Un manque de préparation que déplore aussi Léna, en L2 de sociologie à Sorbonne Paris 4 : « La plupart des enseignants n’ayant pas accès à une licence Zoom et ne disposant de caméras dans les salles, certains se retrouvent à s’enregistrer sur leur téléphone et PC et à envoyer les PowerPoint par mail. Cette situation était envisageable, elle aurait pu être anticipée, ce n’est pas normal pour une université qui prône l’excellence et le prestige », estime-t-elle. De son côté, Paul, en L1 Géographie et aménagement à l’université Lyon 2, n’est pas convaincu par le mode distanciel : « Parfois, la qualité est vraiment médiocre, ce qui complique le suivi des enseignements. Les cours en ligne sont trop morcelés pour être complets et les enseignants de plusieurs matières ne postent rien en ligne », regrette-t-il. Le mode distanciel peut aussi entraîner une perte de motivation chez certains, comme Rosa : « C’est très dur de rester concentré toute la journée seul devant un ordinateur. Beaucoup vont décrocher et vite se démotiver devant cette avalanche de cours livrés sans se soucier de savoir s’ils ont été bien compris par les étudiants ou pas ».

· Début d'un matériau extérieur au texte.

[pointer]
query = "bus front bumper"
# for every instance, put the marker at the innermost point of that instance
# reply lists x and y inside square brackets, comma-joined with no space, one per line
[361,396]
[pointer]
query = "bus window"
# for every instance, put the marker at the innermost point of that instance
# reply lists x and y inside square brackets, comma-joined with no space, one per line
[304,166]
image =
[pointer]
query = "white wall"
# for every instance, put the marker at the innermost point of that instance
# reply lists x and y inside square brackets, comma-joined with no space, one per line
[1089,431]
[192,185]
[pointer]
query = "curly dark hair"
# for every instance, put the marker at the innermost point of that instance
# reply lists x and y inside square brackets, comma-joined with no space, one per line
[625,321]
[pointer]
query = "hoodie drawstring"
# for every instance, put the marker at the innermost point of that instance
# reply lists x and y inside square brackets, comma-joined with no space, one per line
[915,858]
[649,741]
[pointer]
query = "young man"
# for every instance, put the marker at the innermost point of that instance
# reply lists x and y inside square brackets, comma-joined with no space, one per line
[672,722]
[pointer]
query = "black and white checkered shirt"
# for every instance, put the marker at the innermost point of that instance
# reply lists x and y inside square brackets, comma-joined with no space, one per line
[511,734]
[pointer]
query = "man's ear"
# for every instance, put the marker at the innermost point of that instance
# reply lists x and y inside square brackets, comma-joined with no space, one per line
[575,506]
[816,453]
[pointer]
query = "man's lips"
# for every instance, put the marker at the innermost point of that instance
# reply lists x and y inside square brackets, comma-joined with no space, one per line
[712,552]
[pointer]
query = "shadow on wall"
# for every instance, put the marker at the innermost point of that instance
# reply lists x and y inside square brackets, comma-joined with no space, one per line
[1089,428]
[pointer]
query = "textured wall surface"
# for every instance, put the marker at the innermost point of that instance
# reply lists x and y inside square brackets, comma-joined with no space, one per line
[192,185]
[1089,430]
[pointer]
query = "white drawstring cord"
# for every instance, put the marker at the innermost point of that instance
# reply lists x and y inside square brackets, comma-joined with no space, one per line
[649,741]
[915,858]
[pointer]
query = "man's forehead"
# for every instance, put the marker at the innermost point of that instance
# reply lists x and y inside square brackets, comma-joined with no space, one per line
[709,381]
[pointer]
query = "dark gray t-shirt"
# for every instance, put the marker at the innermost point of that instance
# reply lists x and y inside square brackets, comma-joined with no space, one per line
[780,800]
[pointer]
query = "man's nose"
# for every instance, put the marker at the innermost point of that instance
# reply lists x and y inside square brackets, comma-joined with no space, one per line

Conscient des progrès qu’il reste à faire pour proposer des contenus plus attrayants aux étudiants, le ministère de l’Enseignement supérieur a lancé début juin un appel à projet sur l’hybridation des formations, prioritairement au niveau licence, pour créer des ressources pédagogiques accessibles à distance et partagées entre plusieurs établissements d’enseignement supérieur. « Les projets de 34 établissements ont été retenus. Les 15 initiatives les plus mûres bénéficieront de subventions allant de 900.000 à 3 millions d’euros et les 19 autres, d’un fonds d’amorçage qui leur permettra de lancer dès maintenant la création de contenu. Dans le cadre du plan de relance, ce seront 35 millions d’euros qui permettront aux universités d’étoffer leur offre numérique, de former leurs enseignants, de recruter des ingénieurs pédagogiques, d’acheter des équipements, de créer des cours en ligne… », a précisé la ministre, Frédérique Vidal, lors de sa conférence de presse de rentrée.